The satellite was launched from a province in the northwest of China, boosted into space by a Chinese Long March 2D rocket.
Dubbed “Wukong” or “Monkey King,” the satellite is equipped with four sensors, which includes a BGO calorimeter, a silicon-Tungsten Tracker, a neutron detector, and a plastic scintillator detector. All of these sensors work towards capturing high energy particles to trace them back to their origins. Notably, the team believes these origins are dark matter particle collisions themselves.
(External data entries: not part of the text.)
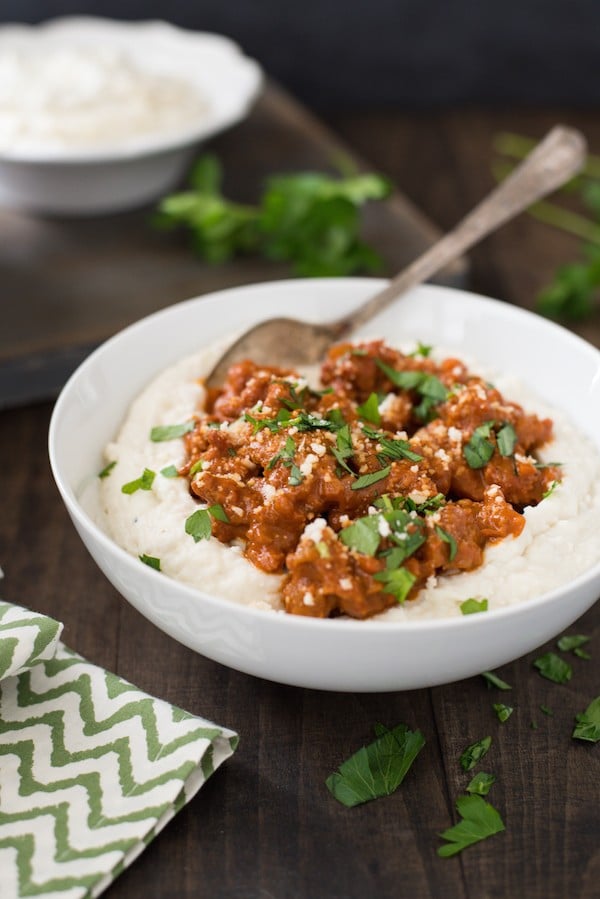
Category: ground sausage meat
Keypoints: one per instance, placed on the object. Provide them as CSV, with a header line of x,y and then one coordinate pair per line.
x,y
397,469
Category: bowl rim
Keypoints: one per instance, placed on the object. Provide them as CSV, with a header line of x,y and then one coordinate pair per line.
x,y
333,625
215,121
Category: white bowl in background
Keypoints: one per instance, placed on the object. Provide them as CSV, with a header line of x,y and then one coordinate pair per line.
x,y
334,654
123,174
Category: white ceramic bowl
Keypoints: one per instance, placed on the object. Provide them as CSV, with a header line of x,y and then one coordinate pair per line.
x,y
327,654
125,173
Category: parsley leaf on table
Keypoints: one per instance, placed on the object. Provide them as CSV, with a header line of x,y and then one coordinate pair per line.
x,y
481,783
503,711
588,723
309,219
377,769
479,821
474,753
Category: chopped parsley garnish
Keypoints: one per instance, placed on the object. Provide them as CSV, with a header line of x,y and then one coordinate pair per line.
x,y
449,539
428,386
170,432
369,410
378,769
107,470
296,476
397,581
303,421
199,525
423,349
151,561
502,711
554,668
471,606
506,439
144,482
343,448
286,457
394,448
587,725
479,821
371,478
427,507
362,535
480,449
404,533
391,447
474,753
481,783
550,489
493,680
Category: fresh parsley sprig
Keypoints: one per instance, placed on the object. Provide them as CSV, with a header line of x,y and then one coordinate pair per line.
x,y
378,769
479,820
309,219
574,289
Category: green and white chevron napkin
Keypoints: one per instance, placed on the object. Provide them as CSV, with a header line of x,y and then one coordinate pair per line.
x,y
91,768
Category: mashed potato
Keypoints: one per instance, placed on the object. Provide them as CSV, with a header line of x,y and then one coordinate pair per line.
x,y
559,540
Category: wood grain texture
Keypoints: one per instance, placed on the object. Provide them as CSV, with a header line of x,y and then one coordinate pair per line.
x,y
68,283
265,827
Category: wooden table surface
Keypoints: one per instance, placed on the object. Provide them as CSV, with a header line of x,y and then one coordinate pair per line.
x,y
265,827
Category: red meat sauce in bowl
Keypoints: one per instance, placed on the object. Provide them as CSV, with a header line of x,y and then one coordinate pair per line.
x,y
397,469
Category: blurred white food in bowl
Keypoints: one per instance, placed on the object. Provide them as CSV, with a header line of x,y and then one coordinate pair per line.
x,y
99,116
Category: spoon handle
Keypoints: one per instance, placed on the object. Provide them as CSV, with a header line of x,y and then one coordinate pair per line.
x,y
552,162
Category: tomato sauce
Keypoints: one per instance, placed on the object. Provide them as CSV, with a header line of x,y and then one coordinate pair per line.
x,y
396,470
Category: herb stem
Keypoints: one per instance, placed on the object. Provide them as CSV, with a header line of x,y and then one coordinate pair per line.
x,y
557,217
517,146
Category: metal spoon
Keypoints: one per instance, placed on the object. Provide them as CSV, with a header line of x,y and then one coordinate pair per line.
x,y
289,342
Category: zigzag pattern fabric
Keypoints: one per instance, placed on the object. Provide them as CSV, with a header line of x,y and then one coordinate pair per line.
x,y
91,768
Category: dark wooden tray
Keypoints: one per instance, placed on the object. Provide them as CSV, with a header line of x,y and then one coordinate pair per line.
x,y
67,284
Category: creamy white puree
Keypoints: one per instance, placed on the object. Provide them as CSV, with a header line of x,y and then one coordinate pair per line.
x,y
559,540
92,97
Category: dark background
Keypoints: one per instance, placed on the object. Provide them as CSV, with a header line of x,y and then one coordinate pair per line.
x,y
391,53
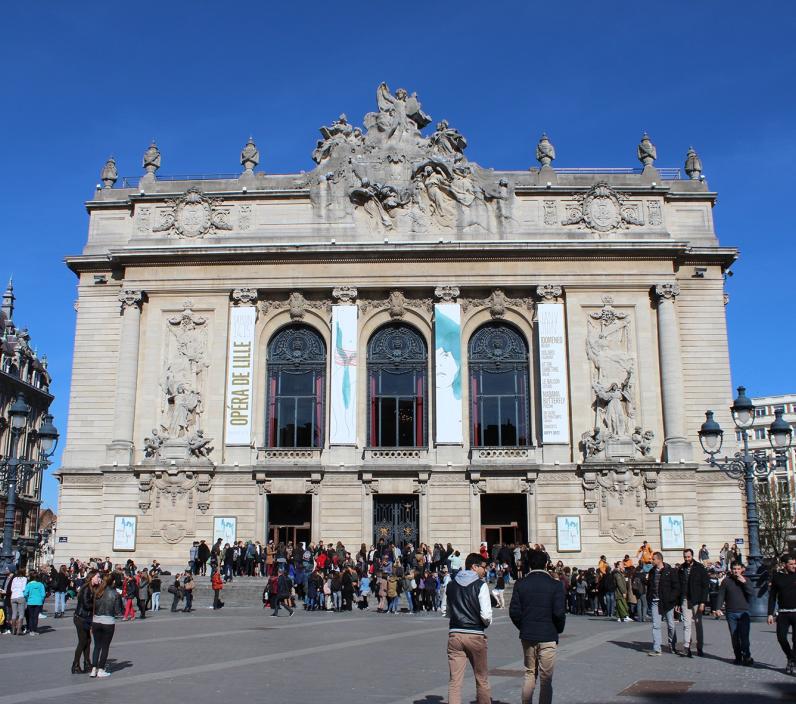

These four sensors are designed to able to detect both photons and electrons at a much higher resolution than the Alpha Magnetic Spectrometer (AMS) in the International Space Station.
Despite many efforts across the world, dark matter has continued to go unobserved, but the team behind Wukong believes that tracking down the source of the signals found by the AMS will lead to dark matter itself.
Watch the launch here:
China’s New Frontier
The DAMPE missions is intended to be just the first of five space science missions led by the Chinese, two more of which are scheduled to take place in 2016. Another one of these missions is billed as the first quantum-communications satellite designed to use a phenomenon called quantum entanglement to establish a quantum network between the satellite and Earth.
The other space science mission involves sending an X-ray telescope into orbit that has unique energy band sensing capabilities and is designed to detect radiation emitted from black holes.
All in all, these missions represent a new era in space for China and a bold leap forward in knowledge for us all.